In particular, since \(\mathcal {F}_0\) contains only the P-null sets of \(\Omega \) and, \(P^u\) and P are equivalent, then

$$\begin{aligned} Y^u_0=E^u\left[ \int _0^T h(s,x_.,P^u\circ x_s^{-1},u_s)ds+g(x_T,P^u\circ x_T^{-1})\right] =J(u). \end{aligned}$$

\(\square \)

4.1 Existence of Optimal Controls

In the remaining part of this section we want to find \(u^*\in \mathcal {U}\) such that \(u^*=\arg \min _{u\in \mathcal {U}}J(u)\). A way to find such an optimal control is to proceed as in Proposition 4.3 and introduce a BSDE whose solution \(Y^*\) satisfies \(Y^*_0=\inf _{u\in \mathcal {U}}J(u)=Y^{u^*}_0\). By the comparison theorem for BSDEs, the problem can be reduced to minimizing the corresponding Hamiltonian and the terminal value g w.r.t. the control u. Since in the Hamiltonian \(H(t,x_.,P^u\circ x_t^{-1},z,u_t)\) the marginal law \(P^u\circ x_t^{-1}\) of \(x_t\) under \(P^u\) depends on the whole path of u over [0, t] and not only on \(u_t\), we should minimize H w.r.t. the whole set \(\mathcal {U}\) of admissible stochastic controls. Therefore, we should take the essential infimum of the Hamiltonian over \(\mathcal {U}\), instead of the minimum over U. Thus, for the associated BSDE to make sense, we should show that it exists and is progressively measurable. This is shown in the next proposition.

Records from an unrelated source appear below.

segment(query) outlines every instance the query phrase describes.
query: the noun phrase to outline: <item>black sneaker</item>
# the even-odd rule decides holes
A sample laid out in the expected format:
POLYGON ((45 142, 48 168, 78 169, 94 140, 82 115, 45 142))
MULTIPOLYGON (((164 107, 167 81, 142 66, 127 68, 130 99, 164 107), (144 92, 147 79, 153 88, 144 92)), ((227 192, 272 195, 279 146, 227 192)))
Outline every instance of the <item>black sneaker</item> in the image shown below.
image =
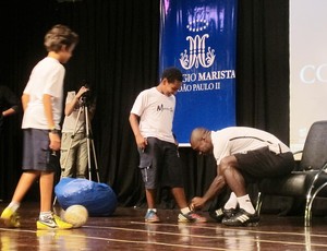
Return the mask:
POLYGON ((234 227, 255 227, 258 225, 259 216, 254 213, 250 214, 244 210, 240 210, 234 216, 230 218, 223 218, 222 224, 226 226, 234 226, 234 227))
POLYGON ((230 218, 238 213, 237 208, 226 210, 220 207, 216 211, 209 211, 209 215, 214 218, 217 223, 221 223, 222 218, 230 218))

Let \({\mathbb {L}}\) denote the \(\sigma \)-algebra of progressively measurable sets on \([0,T]\times \Omega \). For \((t,x_.,z,u)\in [0,T]\times \Omega \times \mathbb {R}^d\times \mathcal {U}\), set

$$\begin{aligned} H(t,x_.,z,u):=H(t,x_.,P^u\circ x_t^{-1},z,u_t). \end{aligned}$$

(4.16)

Note that since H is linear in z and, for every fixed z and u, \(H(\cdot ,\cdot ,z,u)\) a progressively measurable process, it is an \({\mathbb {L}}\times B(\mathbb {R}^d)\)-random variable.

Next we have:

Proposition 4.4

For any \(z\in \mathbb {R}^d\), there exists an \({\mathbb {L}}\)-measurable process \(H^*(\cdot ,\cdot ,z)\) such that,

$$\begin{aligned} H^*(t,x_.,z)=\mathrm {ess}\inf _{u\in \mathcal {U}}H(t,x_.,z,u),\quad d{\mathbb {P}} \times dt \text{-a.e. } \end{aligned}$$

(4.17)

Moreover, \(H^*\) is stochastic Lipschitz continuous in z, i.e., for every \(z,z^{\prime } \in \mathbb {R}^d\),

$$\begin{aligned} |H^*(t,x_.,z)-H^*(t,x_.,z^{\prime })|\le C(1+|x|^{1+\alpha }_t)|z-z^{\prime }|. \end{aligned}$$

(4.18)

Proof

For \(n\ge 0\) let \(z_n\in {\mathbb {Q}}^d\), the d-cube of rational numbers. Then, since \((t,\omega )\mapsto H(t,\omega ,z_n,u)\) is \({\mathbb {L}}\)-measurable, its essential infimum w.r.t. \(u\in \mathcal {U}\) is well defined, i.e. there exists a \({\mathbb {L}}\)-measurable r.v. \(H^n\) such that

$$\begin{aligned} H^n(t,x_., z_n)=\underset{u\in \mathcal {U}}{\mathrm {ess}\inf \,} H(t,x_.,z_n,u). \end{aligned}$$

(4.19)

Moreover, there exists a countable set \({\mathcal {J}}_n\) of \(\mathcal {U}\) such that

$$\begin{aligned} H^n(t,x_.,z_n)=\underset{u\in {\mathcal {J}}_n}{\inf \,} H(t,x_.,z_n,u), \quad d{\mathbb {P}} \times dt\text{-a.e. } \end{aligned}$$

(4.20)

Finally note that the process \((t,\omega )\mapsto \underset{u\in {\mathcal {J}}_n}{\inf \,} H(t,\omega ,z_n,u)\) is \({\mathbb {L}}\)-measurable.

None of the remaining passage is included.